Hospital discharge: What are the problems, information needs and objectives of community pharmacists? A mixed method approach
Background: After hospital discharge, community pharmacists are often the first health care professionals the discharged patient encounters. They reconcile and dispense prescribed medicines and provide pharmaceutical care. Compared to the roles of general practitioners, the pharmacists’ needs to perform these tasks are not well known.
Objective: This study aims to a) Identify community pharmacists’ current problems and roles at hospital discharge, b) Assess their information needs, specifically the availability and usefulness of information, and c) Gain insight into pharmacists’ objectives and ideas for discharge optimisation.
Methods: A focus group was conducted with a sample of six community pharmacists from different Swiss regions. Based on these qualitative results, a nationwide online-questionnaire was sent to 1348 Swiss pharmacies.
Results: The focus group participants were concerned about their extensive workload with discharge prescriptions and about gaps in therapy. They emphasised the importance of more extensive information transfer. This applied especially to medication changes, unclear prescriptions, and information about a patient's care. Participants identified treatment continuity as a main objective when it comes to discharge optimisation.
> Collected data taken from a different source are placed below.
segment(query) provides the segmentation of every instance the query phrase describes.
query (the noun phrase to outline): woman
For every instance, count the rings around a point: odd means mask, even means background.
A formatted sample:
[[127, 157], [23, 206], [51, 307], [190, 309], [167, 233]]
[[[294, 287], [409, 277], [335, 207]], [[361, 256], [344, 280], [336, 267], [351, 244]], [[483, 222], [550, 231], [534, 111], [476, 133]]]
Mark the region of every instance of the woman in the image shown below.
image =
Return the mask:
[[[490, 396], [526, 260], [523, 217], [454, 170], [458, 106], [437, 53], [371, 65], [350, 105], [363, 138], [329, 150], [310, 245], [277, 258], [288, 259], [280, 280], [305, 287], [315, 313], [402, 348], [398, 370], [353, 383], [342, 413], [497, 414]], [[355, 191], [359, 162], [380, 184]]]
There were 194 questionnaires returned (response rate 14.4%). The majority of respondents reported to fulfil their role as defined by the Joint-FIP/WHO Guideline on Good Pharmacy Practice (rather) badly. They reported many unavailable but useful information items, like therapy changes, allergies, specifications for “off-label” medication use or contact information. Information should be delivered in a structured way, but no clear preference for one particular transfer method was found. Pharmacists requested this information in order to improve treatment continuity and patient safety, and to be able to provide better pharmaceutical care services.
Conclusion: Surveyed Swiss community pharmacists rarely receive sufficient information along with discharge prescriptions, although it would be needed for medication reconciliation. According to the pharmacist’s opinions, appropriate pharmaceutical care is therefore impeded.